Les interactions précoces
Le rôle de la vision dans les interactions mère-enfant.
Le lien créé par les parents et leur enfant via le regard est décrit par H. et M. Papousek (cité par E. Sampaio, 1989) comme un régulateur prédominant de la communication dès les premiers mois de vie. Ce regard s'inscrit dans une dynamique de communication, à travers laquelle interviennent également conjointement le corps et la voix (la mère parle à son enfant, l'enfant lui répond d'abord sous forme de babillage, qui d'abord rudimentaire dans les premiers mois, va peu à peu évoluer et s'enrichir.)
Lorsque le lien visuel est altéré ou absent, c'est alors la régulation des émotions et l'attention demandée à la mère via ce canal qui sont corrompus.
Par conséquent, la mère peut, selon certains auteurs, avoir des difficultés à réguler son comportement face à l'enfant déficient visuel. Fraiberg (1968, 1977, citée par Rondal et Comblain, 2001) signale que, ne sachant interpréter les signes envoyés par l'enfant (souvent par des mouvements manuels chez les enfants aveugles), les réactions maternelles sont parfois différentes de celles portées à un enfant tout-venant.

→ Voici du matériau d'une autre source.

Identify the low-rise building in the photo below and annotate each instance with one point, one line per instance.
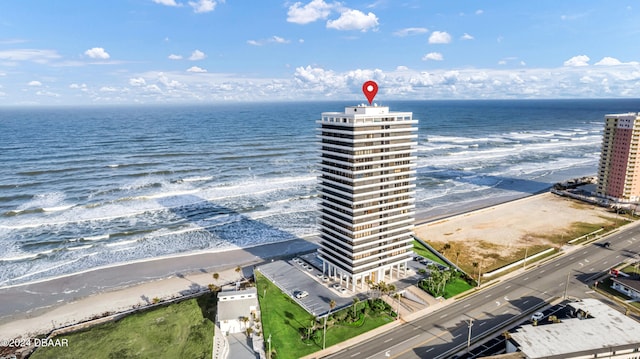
(236, 310)
(627, 286)
(595, 331)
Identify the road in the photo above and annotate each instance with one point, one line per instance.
(445, 331)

Dans certains cas, selon R. Beylier (1999), l'absence de regard dans les échanges peut décourager la mère, qui, ne se sentant pas investie comme telle, va diminuer les stimulations apportées à son enfant.
Le sourire et les expressions du visage.
D'autre part, le sourire ne s'instaure pas de la même manière chez l'enfant déficient visuel que chez l'enfant voyant. Même s'il apparaît de manière générale au même âge chez les deux sujets (Fraiberg et Freedman, cités par Hatwell, 2003) il ne peut être cependant déclenché chez l'enfant aveugle par la vue du visage, et correspond plus à une réponse à une stimulation vocale ou tactile. Les stimulations kinesthésiques sont d'ailleurs plus à même de déclencher le sourire chez l'enfant déficient visuel. Néanmoins, ce sourire reste principalement un sourire-réponse et non un sourire initiateur d'échange comme il en a souvent la fonction chez l'enfant tout-venant.

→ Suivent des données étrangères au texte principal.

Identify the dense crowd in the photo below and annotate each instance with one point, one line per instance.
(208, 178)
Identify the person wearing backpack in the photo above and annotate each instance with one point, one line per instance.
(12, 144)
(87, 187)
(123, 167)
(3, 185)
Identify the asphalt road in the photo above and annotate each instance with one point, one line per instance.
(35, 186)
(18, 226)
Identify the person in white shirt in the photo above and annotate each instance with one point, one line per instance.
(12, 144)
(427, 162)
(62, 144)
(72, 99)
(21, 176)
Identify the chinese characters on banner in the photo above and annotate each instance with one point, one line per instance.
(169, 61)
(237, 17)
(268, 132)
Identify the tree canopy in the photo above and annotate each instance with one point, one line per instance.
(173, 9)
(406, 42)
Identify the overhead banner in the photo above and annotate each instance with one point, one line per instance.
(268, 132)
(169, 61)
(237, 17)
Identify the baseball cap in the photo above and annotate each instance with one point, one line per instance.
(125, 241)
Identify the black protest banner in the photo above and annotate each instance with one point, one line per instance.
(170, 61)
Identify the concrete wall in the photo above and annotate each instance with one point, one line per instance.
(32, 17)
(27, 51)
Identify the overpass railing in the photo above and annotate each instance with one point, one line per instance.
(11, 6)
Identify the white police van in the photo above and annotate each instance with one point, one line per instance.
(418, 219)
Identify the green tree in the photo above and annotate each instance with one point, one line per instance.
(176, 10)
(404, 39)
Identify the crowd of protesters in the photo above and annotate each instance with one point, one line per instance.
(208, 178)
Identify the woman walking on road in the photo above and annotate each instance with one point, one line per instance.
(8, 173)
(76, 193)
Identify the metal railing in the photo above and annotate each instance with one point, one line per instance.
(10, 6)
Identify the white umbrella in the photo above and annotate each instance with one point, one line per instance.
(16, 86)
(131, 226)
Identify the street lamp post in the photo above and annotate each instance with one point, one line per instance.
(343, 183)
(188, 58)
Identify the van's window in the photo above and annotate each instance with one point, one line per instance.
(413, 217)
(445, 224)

L'adulte joue le rôle de miroir pour l'enfant tout-venant : il imite ses expressions, ce qui permet de les renforcer, de les stabiliser. Cet échange instaure déjà des prémices de communication (Danon Boileau, 2011). Or, chez l'enfant privé de vision, cet aspect sera compromis. De surcroît, on observera un amoindrissement de la précision des expressions faciales de l'enfant : la modulation des états affectifs est alors plus difficile, et l'analyse de manière fine par les parents des affects du bébé (curiosité, interrogation...) se voit entravée.

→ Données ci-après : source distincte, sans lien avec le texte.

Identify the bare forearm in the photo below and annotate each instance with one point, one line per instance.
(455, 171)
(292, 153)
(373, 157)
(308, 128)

Des voies d'apprentissage altérées...
L'attention conjointe
Même si le regard n'est pas indispensable dans la mise en place de l'attention conjointe (celle-ci peut être auditive par exemple), il en est en grandement facilitateur, et son absence ou altération aura des répercussions sur la fréquence et la qualité de ce moment d'attention partagée.
Le pointage
L'observation d'un petit groupe d'enfants déficients visuels (Mangin et Mérillou, 2008) ne relève aucune tentative de pointage chez les enfants en situation de cécité complète ou partielle. Chez les malvoyants, on assisterait à une légère utilisation du geste de pointer, mais cela reste très occasionnel. Cette rareté voire inexistence serait expliquée par l'absence d'imitation induite par l'altération ou la privation de la vision. De plus, l'enfant dont le champ d'exploration est réduit ne peut pointer un objet qu'il ne perçoit pas.
L'imitation
L'imitation d'autrui peut être restreinte voire empêchée par la privation visuelle. Elle est pourtant un pilier solide dans les apprentissages du jeune enfant, qui lui permettra plus tard d'exprimer ses propres attentes et émotions. Le Bail (cité par Kovarski, 2010) signale que l'enfant déficient visuel est limité dans la reproduction des comportements d'autrui. Cela aurait une incidence sur la communication, et notamment la communication non verbale : la perception de la posture, des gestes, des mimiques sont des éléments primordiaux dans l'échange communicatif, porteurs de sens au même titre que les éléments verbaux. S'ils ne sont pas ou que partiellement perçus, le message n'est pas reçu dans son intégralité, et sa compréhension se retrouve entravée.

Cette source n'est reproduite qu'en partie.